Edit...Not my cat, but one I look after while the owners are away....{smelly poops} I did wonder about the quality of the cat's food- 'cheaper' food with dogs definitely results in much whiffier poos - high quality food, the poos are smaller and barely any odour to them. {Not to hijack the thread} - but have been told this cat always has smelly poo, since a kitten {a feral rescue}

Rachelsthorns · 14/09/2024 13:13

Your holiday has been tarnished, but thank God he kicked off while you were all around to support and advise your DD. It could turn out to be the best holiday you ever had, for her sake.
Hopefully, she'll have the strength to cut him right out of her life now it's all out in the open.

You're absolutely right to be furious with him. Enjoy the rest of your holiday with him gone.

Acornsoup · 14/09/2024 13:13

Litter trays, mislaid keys, and not being followed when you have having a tantrum are no excuse for any of this behaviour. Drunk or otherwise.

I would try, when she's ready, to find out if this kind of thing has happened before. How did she end up covering his costs for the last year. Why hasn't she been honest about it before now?

I expect this is part of a long series of controlling and manipulative behaviour from the boyfriend.

Of course he should empty the litter try he lives in the house too. Why would he wait for your daughter to get home from work to do it for him?

I suggest you ask your daughter how she sees this if they were married or god forbid had children.

Pictures50 · 14/09/2024 13:14

So he is utter abusive scum.
I would arrange for the locks to be changed on your house.
Take the house back from your daughter if her judgement is so poor.

He could do with a spell in jail.
As for his return flight, not your problem.

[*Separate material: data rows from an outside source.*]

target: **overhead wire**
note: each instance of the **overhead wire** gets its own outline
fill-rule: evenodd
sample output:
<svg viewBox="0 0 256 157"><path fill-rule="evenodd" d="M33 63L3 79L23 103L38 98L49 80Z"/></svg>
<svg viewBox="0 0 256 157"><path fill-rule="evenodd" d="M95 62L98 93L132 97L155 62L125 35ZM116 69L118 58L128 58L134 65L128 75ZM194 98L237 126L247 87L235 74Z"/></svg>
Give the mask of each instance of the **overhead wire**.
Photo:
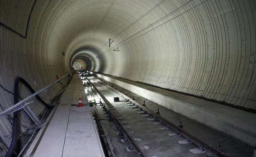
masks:
<svg viewBox="0 0 256 157"><path fill-rule="evenodd" d="M117 37L117 36L118 36L120 34L121 34L121 33L123 33L125 30L126 30L126 29L127 29L128 28L130 27L131 27L132 25L134 24L135 23L136 23L138 21L139 21L139 20L140 20L143 17L144 17L145 16L146 16L146 15L147 15L148 14L149 14L149 13L150 13L152 10L154 10L155 8L156 8L157 7L158 7L158 6L159 6L161 4L162 4L162 3L163 3L166 0L162 0L162 1L160 2L159 3L158 3L158 4L157 4L156 5L155 5L155 6L154 6L154 7L153 7L153 8L152 8L151 9L150 9L149 11L147 11L146 13L145 13L144 14L142 15L141 16L140 16L138 19L137 19L137 20L136 20L135 21L134 21L130 25L129 25L129 26L127 26L124 29L123 29L123 30L122 30L121 32L119 32L118 33L117 33L117 34L116 34L116 35L115 35L115 36L114 36L113 38L112 38L112 40L114 39L115 38L116 38L116 37ZM101 47L100 49L98 49L97 50L97 51L99 51L101 50L101 49L102 49L102 48L103 48L104 47L104 46L106 46L106 44L107 44L109 42L107 42L106 43L106 44L105 44L104 45L103 45L102 47Z"/></svg>
<svg viewBox="0 0 256 157"><path fill-rule="evenodd" d="M178 16L180 16L180 15L182 15L182 14L184 14L184 13L185 13L186 12L187 12L187 11L189 11L190 10L191 10L191 9L193 9L195 8L195 7L198 7L198 6L199 6L199 5L201 5L201 4L203 4L203 3L205 3L207 1L208 1L209 0L205 0L205 1L203 1L203 2L201 2L201 3L200 3L199 4L197 4L197 5L196 5L196 6L194 6L194 7L191 7L191 8L190 8L189 9L187 10L187 11L186 11L185 12L184 12L183 13L181 13L181 14L180 14L180 15L178 15L178 16L176 16L175 17L174 17L174 18L171 18L171 19L170 19L170 20L168 20L168 21L166 21L166 22L164 22L163 23L162 23L162 24L160 24L160 25L158 25L158 26L157 26L157 27L155 27L155 28L153 28L153 29L151 29L150 30L149 30L149 31L147 31L147 32L145 32L145 33L143 33L143 34L142 34L140 35L139 35L139 36L137 36L137 37L136 37L136 38L133 38L133 39L131 39L131 40L130 40L128 41L128 42L125 42L124 43L123 43L123 44L121 44L121 45L120 44L121 44L122 43L123 43L123 42L125 42L128 39L130 39L130 38L132 38L132 37L134 37L134 36L135 36L135 35L137 35L137 34L139 34L139 33L140 33L142 32L142 31L144 31L144 30L146 30L146 29L148 29L149 28L151 27L152 26L153 26L154 25L155 25L155 24L157 24L157 23L158 23L159 22L160 22L160 21L162 21L162 20L163 20L164 19L166 19L166 18L167 18L168 17L169 17L169 15L171 15L171 14L173 14L173 13L174 13L175 12L177 12L177 11L179 11L180 9L182 9L182 8L183 8L184 7L186 7L187 5L188 5L188 4L190 4L192 3L192 1L193 1L194 0L190 0L190 1L188 2L187 2L185 4L183 4L183 5L182 6L181 6L179 8L178 8L176 9L175 9L174 11L172 11L170 13L169 13L169 14L167 14L167 15L165 15L165 16L164 16L164 17L163 17L161 18L160 19L158 19L158 20L157 20L157 21L155 21L155 22L153 22L153 23L152 23L151 24L150 24L147 27L145 27L145 28L144 28L143 29L142 29L140 31L138 31L138 32L137 32L137 33L135 33L135 34L133 34L133 35L131 35L131 36L129 36L129 37L128 37L128 38L126 38L126 39L124 39L124 40L123 40L122 41L121 41L121 42L120 42L119 43L118 43L117 44L117 45L116 45L116 46L123 46L123 45L124 45L124 44L127 44L127 43L129 42L131 42L131 41L132 41L132 40L135 40L135 39L136 39L137 38L139 38L139 37L140 37L140 36L142 36L142 35L144 35L146 33L148 33L148 32L150 32L150 31L152 31L152 30L154 30L154 29L156 29L156 28L157 28L159 27L160 27L160 26L162 26L162 25L163 25L163 24L166 24L166 23L169 22L170 21L171 21L171 20L173 20L174 19L174 18L177 18L177 17L178 17ZM109 49L108 50L106 50L106 51L105 51L103 52L102 52L102 53L101 53L101 54L100 54L100 55L98 55L98 56L101 56L101 55L104 55L104 54L105 54L105 53L108 53L108 52L111 52L111 51L112 51L112 49Z"/></svg>

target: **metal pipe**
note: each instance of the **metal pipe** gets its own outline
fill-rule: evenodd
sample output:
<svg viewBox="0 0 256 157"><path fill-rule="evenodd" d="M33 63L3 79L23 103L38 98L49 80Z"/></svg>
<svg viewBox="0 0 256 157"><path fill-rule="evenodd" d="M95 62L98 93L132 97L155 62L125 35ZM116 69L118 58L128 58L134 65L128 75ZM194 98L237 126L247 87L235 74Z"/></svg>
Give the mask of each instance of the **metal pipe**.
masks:
<svg viewBox="0 0 256 157"><path fill-rule="evenodd" d="M36 96L37 95L39 95L39 94L42 93L43 93L43 92L45 92L47 91L48 90L48 88L49 88L50 86L51 86L55 84L55 83L59 82L59 81L60 81L63 78L65 77L66 76L68 75L69 75L69 74L70 74L71 73L73 72L73 70L72 70L70 72L68 73L67 74L66 74L64 76L62 76L59 79L56 80L56 81L55 81L54 82L50 84L49 84L48 86L46 86L46 87L43 88L41 89L40 90L37 91L37 92L35 93L34 93L31 95L30 95L28 97L27 97L25 99L24 99L23 100L21 101L20 102L19 102L18 103L15 104L14 106L12 106L11 107L10 107L8 109L7 109L6 110L4 111L3 111L0 113L0 116L3 115L6 115L6 114L8 114L8 113L10 113L11 112L12 112L14 110L15 110L16 108L18 108L21 106L23 104L25 103L26 101L27 101L28 100L30 100L30 99L32 98L32 97L34 97L35 96ZM25 106L26 106L26 105L24 105L24 107L25 107Z"/></svg>

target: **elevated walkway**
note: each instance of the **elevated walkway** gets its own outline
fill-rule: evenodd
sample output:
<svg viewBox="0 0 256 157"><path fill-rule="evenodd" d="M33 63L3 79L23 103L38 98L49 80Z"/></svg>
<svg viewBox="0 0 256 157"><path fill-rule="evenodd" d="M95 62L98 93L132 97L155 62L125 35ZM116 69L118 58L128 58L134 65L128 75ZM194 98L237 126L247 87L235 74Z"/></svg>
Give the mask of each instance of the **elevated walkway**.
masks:
<svg viewBox="0 0 256 157"><path fill-rule="evenodd" d="M71 106L78 104L79 97L84 104L87 102L78 77L75 73L47 124L39 130L24 157L105 157L90 111L93 108Z"/></svg>

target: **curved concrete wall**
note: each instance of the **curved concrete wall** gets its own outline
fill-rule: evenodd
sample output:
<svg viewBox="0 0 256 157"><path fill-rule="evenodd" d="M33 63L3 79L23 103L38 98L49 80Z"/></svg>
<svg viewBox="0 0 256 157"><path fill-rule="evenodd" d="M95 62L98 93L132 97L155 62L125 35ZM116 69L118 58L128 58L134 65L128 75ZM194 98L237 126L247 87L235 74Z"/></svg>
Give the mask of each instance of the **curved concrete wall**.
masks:
<svg viewBox="0 0 256 157"><path fill-rule="evenodd" d="M255 109L255 3L2 0L0 84L12 91L18 75L38 90L83 57L89 70Z"/></svg>

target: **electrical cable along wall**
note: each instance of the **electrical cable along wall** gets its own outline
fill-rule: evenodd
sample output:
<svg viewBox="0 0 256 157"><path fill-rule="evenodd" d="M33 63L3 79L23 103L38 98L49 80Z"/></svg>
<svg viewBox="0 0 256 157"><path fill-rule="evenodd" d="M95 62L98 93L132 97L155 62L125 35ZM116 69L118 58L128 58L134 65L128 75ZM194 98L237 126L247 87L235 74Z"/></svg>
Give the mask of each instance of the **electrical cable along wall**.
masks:
<svg viewBox="0 0 256 157"><path fill-rule="evenodd" d="M1 0L0 110L14 104L16 76L37 91L73 65L256 109L255 8L254 0ZM55 86L43 100L63 87ZM0 117L7 146L10 121Z"/></svg>
<svg viewBox="0 0 256 157"><path fill-rule="evenodd" d="M63 86L63 89L59 93L59 94L57 95L57 96L55 97L53 100L53 101L50 103L50 104L48 104L45 101L43 100L42 98L38 95L36 95L35 97L41 103L42 103L43 105L44 105L46 108L52 108L54 106L54 104L53 104L54 102L55 102L55 101L57 101L59 100L59 98L60 97L60 96L61 95L62 93L64 92L65 89L66 88L69 82L71 81L72 79L72 77L70 76L69 75L68 75L68 80L66 83ZM20 82L21 82L23 84L24 84L25 86L29 89L30 91L32 93L35 93L36 92L33 89L33 88L31 87L31 86L24 79L18 76L15 80L15 83L14 85L14 104L15 104L18 103L19 102L18 99L19 99L19 84ZM11 144L8 148L8 151L6 153L5 157L11 157L13 156L13 155L16 156L15 154L14 154L14 150L16 151L16 153L18 154L20 153L20 149L21 148L21 145L19 145L18 146L16 146L17 141L18 140L18 132L19 130L19 126L18 126L18 120L19 120L19 116L18 114L20 111L18 110L16 111L13 114L13 124L12 124L12 137L11 137ZM44 116L44 115L43 117ZM28 129L28 128L27 128ZM28 130L27 130L27 131ZM29 135L31 135L29 134ZM34 135L34 133L33 133ZM19 137L19 138L21 138L21 137ZM20 139L21 140L21 139ZM22 152L21 153L22 153Z"/></svg>

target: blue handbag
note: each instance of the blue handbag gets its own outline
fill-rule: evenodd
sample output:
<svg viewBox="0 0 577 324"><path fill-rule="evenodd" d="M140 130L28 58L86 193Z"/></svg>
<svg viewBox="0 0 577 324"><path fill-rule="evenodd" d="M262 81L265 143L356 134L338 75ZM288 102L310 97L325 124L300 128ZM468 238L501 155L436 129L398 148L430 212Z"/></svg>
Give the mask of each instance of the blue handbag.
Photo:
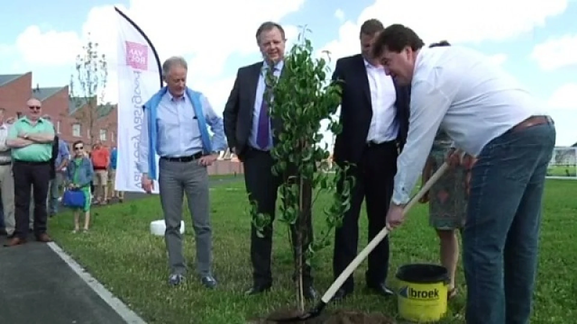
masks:
<svg viewBox="0 0 577 324"><path fill-rule="evenodd" d="M86 204L86 197L82 190L67 189L62 195L62 205L70 208L82 208Z"/></svg>

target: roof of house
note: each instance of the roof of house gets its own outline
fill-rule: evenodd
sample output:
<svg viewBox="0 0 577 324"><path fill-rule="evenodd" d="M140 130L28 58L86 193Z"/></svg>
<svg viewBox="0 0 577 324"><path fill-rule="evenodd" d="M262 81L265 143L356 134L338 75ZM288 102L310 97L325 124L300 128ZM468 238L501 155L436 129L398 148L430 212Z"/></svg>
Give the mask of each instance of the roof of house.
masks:
<svg viewBox="0 0 577 324"><path fill-rule="evenodd" d="M22 76L24 76L24 74L0 74L0 85L4 85L10 81L17 79Z"/></svg>
<svg viewBox="0 0 577 324"><path fill-rule="evenodd" d="M88 101L88 98L72 97L68 101L68 113L72 115L76 112L81 107ZM116 107L117 105L111 103L99 104L96 106L96 118L102 118L108 116L109 114Z"/></svg>
<svg viewBox="0 0 577 324"><path fill-rule="evenodd" d="M43 101L58 93L63 86L50 88L35 88L32 89L32 96L41 101Z"/></svg>

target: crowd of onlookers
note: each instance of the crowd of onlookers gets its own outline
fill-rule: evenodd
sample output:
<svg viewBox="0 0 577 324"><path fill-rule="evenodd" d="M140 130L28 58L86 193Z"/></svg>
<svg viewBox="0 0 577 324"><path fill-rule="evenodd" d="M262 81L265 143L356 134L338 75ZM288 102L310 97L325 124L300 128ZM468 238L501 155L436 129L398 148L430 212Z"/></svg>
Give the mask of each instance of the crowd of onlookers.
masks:
<svg viewBox="0 0 577 324"><path fill-rule="evenodd" d="M7 235L9 239L13 240L15 236L17 236L16 234L18 233L17 232L22 231L17 230L17 223L18 222L16 219L18 216L18 208L23 209L23 184L29 188L28 189L30 193L29 198L25 197L28 198L25 200L27 201L26 204L29 206L28 209L29 217L28 229L29 231L36 231L35 228L36 229L39 228L39 221L35 220L42 218L36 217L40 214L36 210L39 205L35 199L35 193L46 193L45 208L43 206L42 209L46 209L44 215L53 217L58 213L64 192L75 190L84 191L87 197L85 201L86 206L74 210L74 231L80 229L78 216L81 211L85 214L84 229L87 231L89 224L91 205L106 205L116 199L121 202L123 201L123 193L114 190L117 148L115 146L106 147L98 140L94 142L92 149L89 149L88 144L81 140L72 144L67 142L59 138L59 134L56 131L50 116L39 116L41 109L40 103L31 99L28 103L30 114L23 116L5 119L5 111L0 108L0 235ZM29 131L23 131L22 130L26 127L32 128ZM50 132L54 134L52 139L42 142L29 135L31 139L29 140L28 133L30 134L38 133L45 135L46 132L39 130L39 127L49 128ZM28 142L26 143L26 141ZM38 147L33 148L35 145ZM44 145L43 148L42 145ZM45 149L45 152L49 155L46 159L40 159L42 148ZM40 150L35 151L34 149ZM29 160L26 160L25 153L27 150L29 155L32 154L28 159ZM50 169L47 171L49 174L49 179L47 187L39 190L38 187L46 186L46 182L35 179L35 175L42 173L40 172L40 169L36 168L40 168L43 164L46 164L47 169ZM18 174L16 174L17 170L14 169L24 169L27 167L31 169L30 176L25 175L26 172L18 172ZM17 179L23 176L27 181ZM42 205L44 205L44 204ZM21 227L22 224L20 225ZM40 227L43 228L45 225ZM45 235L44 238L47 238L47 240L42 240L38 237L39 234L35 233L39 240L50 240L47 235ZM25 239L21 240L25 241Z"/></svg>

Unbelievable that you would be caring for such utter scum.
Let his parents pay for him.
I find it hard to believe they don't know what an abusive waster they reared.

I would be hugely disappointed in your daughter to find out that she has clearly been lying for a long time.

There is no way he should enter your house again.

Hope you manage to enjoy the rest of your holiday.

Booboo1982 · 14/09/2024 13:30

Pictures50 · 14/09/2024 13:14

So he is utter abusive scum.
I would arrange for the locks to be changed on your house.
Take the house back from your daughter if her judgement is so poor.

He could do with a spell in jail.
As for his return flight, not your problem.

Unbelievable that you would be caring for such utter scum.
Let his parents pay for him.
I find it hard to believe they don't know what an abusive waster they reared.

I would be hugely disappointed in your daughter to find out that she has clearly been lying for a long time.

There is no way he should enter your house again.

Hope you manage to enjoy the rest of your holiday.

Edited

Why would you ever be disappointed in a clear victim of abuse.

DancingFerret · 14/09/2024 13:38

I think the tip of an iceberg has just been revealed, OP - and it sounds as if there could be a long road ahead when it comes dislodging this abuser from your daughter's life. (I hope not for all your sakes.)